Un véritable film culte pour moi, je l'ai vu et revu durant ma période lycéenne, et à chaque fois je prend toujours le même plaisir. Sans aucun doute le meilleur Klapisch, sur la jeunesse des années 70, sûrement une rétrospective lui étant singulière, et même si je ne suis pas de la même génération ce long métrage me parle. La mise en scène sonne réaliste et les acteurs que sont Romain Duris ou Vincent Elbaz se révèlent, on est directement pris par l'histoire, où beaucoup peuvent se retrouver, une sorte de vison des "Sous-doués" en plus sérieux et plus profond, il alterne comédie et drame de manière subtile et ne semble a aucun moment tomber dans le cliché. La réalisation est certes rudimentaire mais très efficace, le rythme ne baisse jamais et le film se regarde superbement de bout en bout, et les efforts de reconstruction contextuelle de Klapisch sont plutôt bonnes voir émouvantes. Une très belle vision nostalgique de la jeunesse française, un très beau film sincère et extrêmement sympathique et drôle avec son lot de scènes cultes inoubliables.
Avant "L'auberge espagnole", Klapisch savait déjà filmer les jeunes. Un film sur le lycée dans les années 70, c'est une bonne idée qui est concrétisé par le talent de Klapisch. Les personnages sont très sympathiques et on s'identifie facilement à l'un des cinq. Les acteurs campent très bien leur rôle, aucun ne fais faux. Les dialogues sont exceptionnels, tout comme la sélection musicale, du rock des 70's. Dommage que l'image est mal vieillie et que la réalisation soit un peu trop banale.
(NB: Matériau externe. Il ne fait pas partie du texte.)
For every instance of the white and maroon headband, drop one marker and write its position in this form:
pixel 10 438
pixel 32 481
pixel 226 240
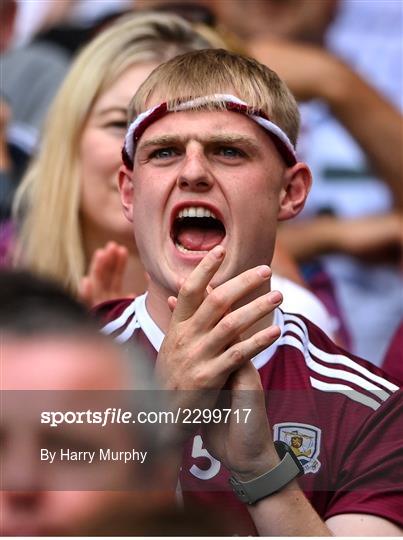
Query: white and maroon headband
pixel 232 103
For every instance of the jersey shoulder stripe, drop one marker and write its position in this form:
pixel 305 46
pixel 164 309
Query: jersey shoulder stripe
pixel 337 371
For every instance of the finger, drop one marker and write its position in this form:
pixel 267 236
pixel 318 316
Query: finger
pixel 106 261
pixel 245 350
pixel 193 290
pixel 119 269
pixel 235 323
pixel 222 298
pixel 172 300
pixel 85 291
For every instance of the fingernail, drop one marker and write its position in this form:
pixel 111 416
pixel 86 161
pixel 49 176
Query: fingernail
pixel 218 252
pixel 275 297
pixel 264 271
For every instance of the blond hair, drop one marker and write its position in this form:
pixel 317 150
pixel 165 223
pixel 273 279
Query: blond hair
pixel 48 200
pixel 218 71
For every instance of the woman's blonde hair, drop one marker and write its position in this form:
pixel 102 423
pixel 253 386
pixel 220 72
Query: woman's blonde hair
pixel 218 71
pixel 48 200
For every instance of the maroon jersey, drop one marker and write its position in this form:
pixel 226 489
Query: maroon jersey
pixel 340 415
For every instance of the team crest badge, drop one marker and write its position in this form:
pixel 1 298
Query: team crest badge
pixel 304 441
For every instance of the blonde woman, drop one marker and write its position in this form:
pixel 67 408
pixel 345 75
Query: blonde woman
pixel 68 200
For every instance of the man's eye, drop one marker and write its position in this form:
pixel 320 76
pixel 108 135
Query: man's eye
pixel 164 153
pixel 117 124
pixel 229 151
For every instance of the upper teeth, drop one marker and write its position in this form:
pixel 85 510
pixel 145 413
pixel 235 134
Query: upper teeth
pixel 196 211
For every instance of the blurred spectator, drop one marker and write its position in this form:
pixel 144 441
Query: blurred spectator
pixel 39 68
pixel 74 174
pixel 52 355
pixel 393 362
pixel 36 16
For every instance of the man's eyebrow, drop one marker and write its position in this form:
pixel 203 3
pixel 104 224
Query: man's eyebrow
pixel 224 138
pixel 109 110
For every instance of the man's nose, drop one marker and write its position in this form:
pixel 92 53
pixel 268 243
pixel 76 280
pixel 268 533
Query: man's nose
pixel 195 173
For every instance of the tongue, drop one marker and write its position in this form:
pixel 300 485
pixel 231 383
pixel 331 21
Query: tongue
pixel 196 239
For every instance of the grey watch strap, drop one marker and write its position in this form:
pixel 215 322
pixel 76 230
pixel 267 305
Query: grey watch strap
pixel 268 483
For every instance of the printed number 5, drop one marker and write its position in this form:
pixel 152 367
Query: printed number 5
pixel 199 451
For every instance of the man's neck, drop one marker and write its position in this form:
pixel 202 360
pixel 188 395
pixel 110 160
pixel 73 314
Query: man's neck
pixel 159 311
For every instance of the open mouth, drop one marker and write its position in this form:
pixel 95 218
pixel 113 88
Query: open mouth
pixel 196 229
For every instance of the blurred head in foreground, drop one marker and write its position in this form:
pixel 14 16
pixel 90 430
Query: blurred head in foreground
pixel 54 359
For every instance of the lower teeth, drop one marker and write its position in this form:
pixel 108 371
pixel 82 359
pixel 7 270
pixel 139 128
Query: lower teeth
pixel 185 250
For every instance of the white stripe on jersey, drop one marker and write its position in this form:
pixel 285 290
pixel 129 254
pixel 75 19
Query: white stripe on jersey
pixel 335 358
pixel 306 347
pixel 114 325
pixel 347 391
pixel 128 331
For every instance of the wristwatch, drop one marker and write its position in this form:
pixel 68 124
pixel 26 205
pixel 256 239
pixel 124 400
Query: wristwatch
pixel 272 481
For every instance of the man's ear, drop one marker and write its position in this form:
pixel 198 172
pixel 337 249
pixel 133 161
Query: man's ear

Le deuxième long métrage de KLAPISCH. Sans doute un de ces meilleurs films qui puisse pourtant sur un sujet qui à déjà été beaucoup exploité de par le passé encore que on est loin ici des sous-doués. Malgré tout le fait d'avoir vécu cette époque me mets mal à l'aise car j'ai du mal à me reconnaître dans visages pourtant sympathiques mais très stéréotypé.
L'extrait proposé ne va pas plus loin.